Well, it’s not a secret that Mexican cuisine has some of the most interesting spices among the world’s gastronomy. But have you ever wondered why dishes like chiles rellenos, enchiladas and Mole sauces have such a unique and delicious flavor? It’s all because of peppers!

In Mexico, the two most popular types of peppers are pasilla and poblano peppers. Although they look similar, these two peppers are different in the way they look, taste and the dishes they’re used in. Let’s explore the differences in more detail.

  • Pasilla peppers, also known as chile negro, are about 4 to 5 inches long and skinny, dark brown, almost black color. They are sweet and mild with a smoky flavor. Pasilla peppers can add a unique flavor to fried and steamed dishes, quesadillas, tacos and salsas.
  • Poblanos, on the other hand, are very similar in shape and size, but they are dark green. Poblanos are very mild and sweet, with notes of earthy, spicy and smoky flavors. They are usually found in chiles rellenos, chilaquiles, sauces and stews.

When using pasilla or poblano peppers, it’s important to be aware of their different levels of heat. Pasillas are usually spicier than poblanos, with a Scoville Heat Unit (SHU) range of 1,000 to 2,500. Poblanos are much milder, with a SHU range of 1,000 to 1,500.

If you’re looking for a mild flavor, poblanos are your best bet. But if you’re looking for something with a bit more kick, pasilla peppers are your go-to.

When it comes to preparation, both chilis are easy to use and versatile. They can be added to both cooked and raw dishes, and they can be sauteed, roasted, grilled or dried. It all depends on your preference.

Pasilla Pepper

If you’re looking for a flavor-packed pepper to add depth and complexity to your favorite dishes, look no further than the pasilla pepper. This dark, mild chili pepper has a hint of raisin-like sweetness and a rich smoky flavor that can add an unmistakeable depth to any dish. Plus, with its medium heat level, the pasilla pepper is sure to please any palate. 

Adding pasilla peppers to your cooking repertoire is easy. Whether you’re dicing and sautéing it or finely grinding it into a paste, the flavorful pasilla pepper is sure to become a kitchen staple. Its mild heat level may even inspire daring chefs to leave the jalapenos in the cabinet and reach for the pasilla instead. 

Try adding cooked and pureed pasilla peppers to your favorite stews and sauces. They can easily be used as a substitute for a variety of peppers, including ancho and mulato.

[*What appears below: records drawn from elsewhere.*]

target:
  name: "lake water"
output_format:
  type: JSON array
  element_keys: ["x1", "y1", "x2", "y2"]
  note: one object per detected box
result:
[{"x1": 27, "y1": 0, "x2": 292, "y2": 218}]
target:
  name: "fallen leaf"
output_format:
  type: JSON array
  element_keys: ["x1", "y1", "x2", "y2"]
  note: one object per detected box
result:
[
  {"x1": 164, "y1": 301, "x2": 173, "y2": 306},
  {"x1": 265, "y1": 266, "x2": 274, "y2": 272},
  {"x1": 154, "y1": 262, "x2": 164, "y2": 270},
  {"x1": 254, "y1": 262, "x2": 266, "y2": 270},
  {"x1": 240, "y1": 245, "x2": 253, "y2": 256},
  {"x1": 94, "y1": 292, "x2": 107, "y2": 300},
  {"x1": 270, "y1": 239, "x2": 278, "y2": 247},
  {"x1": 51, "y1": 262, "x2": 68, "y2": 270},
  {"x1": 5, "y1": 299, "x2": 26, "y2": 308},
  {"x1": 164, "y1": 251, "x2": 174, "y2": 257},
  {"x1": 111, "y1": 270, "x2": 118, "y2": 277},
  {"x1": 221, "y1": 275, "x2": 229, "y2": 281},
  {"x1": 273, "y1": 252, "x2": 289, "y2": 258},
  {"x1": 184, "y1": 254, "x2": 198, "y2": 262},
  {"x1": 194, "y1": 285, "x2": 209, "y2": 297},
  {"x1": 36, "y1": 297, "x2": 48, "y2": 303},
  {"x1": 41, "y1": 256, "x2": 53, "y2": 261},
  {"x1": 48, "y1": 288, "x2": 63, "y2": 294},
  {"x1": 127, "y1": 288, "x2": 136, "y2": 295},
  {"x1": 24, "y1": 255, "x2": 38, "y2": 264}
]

Or, you could use the unique flavor of pasilla peppers to step up your taco game. When simmered in oil, the pasilla pepper develops a deep, mildly smoky flavor that you won’t get from chili powder. 

No matter where you live, you’ll find that adding pasilla peppers to your dishes will enhance the flavor and add heat without overwhelming the palate. It’s time to give your cooking a flavor upgrade with the pasilla pepper.

Poblano Pepper

For some, the poblano pepper may be an unfamiliar ingredient. But with its bold yet mild flavor, this pepper is quickly gaining recognition in kitchens across the world.

Like other peppers, the poblano is part of the capsicum family. It’s relatively mild, registering a 2,500 to 3,000 Scoville Heat Unit score (for comparison, jalapeno peppers register at 2,500 to 8,000 SHU). The poblano pepper is dark green in color and measures roughly 4 to 7 inches in length. Regardless of its heat level, it has a unique flavor that makes it a perfect choice for many dishes.

The poblano is a staple in Mexican cuisine, often used to stuff chiles rellenos and to make mole sauce. But this pepper’s versatility doesn’t stop there. Poblanos are delicious when diced and cooked with eggs, added to soups, braised with meat, cooked into a creamy sauce, roasted and served alongside your favorite steak, or sliced into strips for salads.

Poblanos also hold their shape which often makes them a popular choice for grilling. To get the most out of their flavor, give the peppers a light char over a medium-high flame. Then simply dice them, mix with your favorite seasoning, and you’ll enjoy a flavor packed complement to any meal.

The next time you’re in the grocery store or farmers market, take a few minutes to look out for poblano peppers. Their unique flavor is sure to be a welcome addition to your next dish.

Pasilla vs poblano peppers can make all the difference in your recipes. They bring flavor, spice and color to any dish, and they can make all the difference in a meal. So if you’re looking for something to add a bit of flavor and spice to your dishes, reach for pasilla and poblano peppers!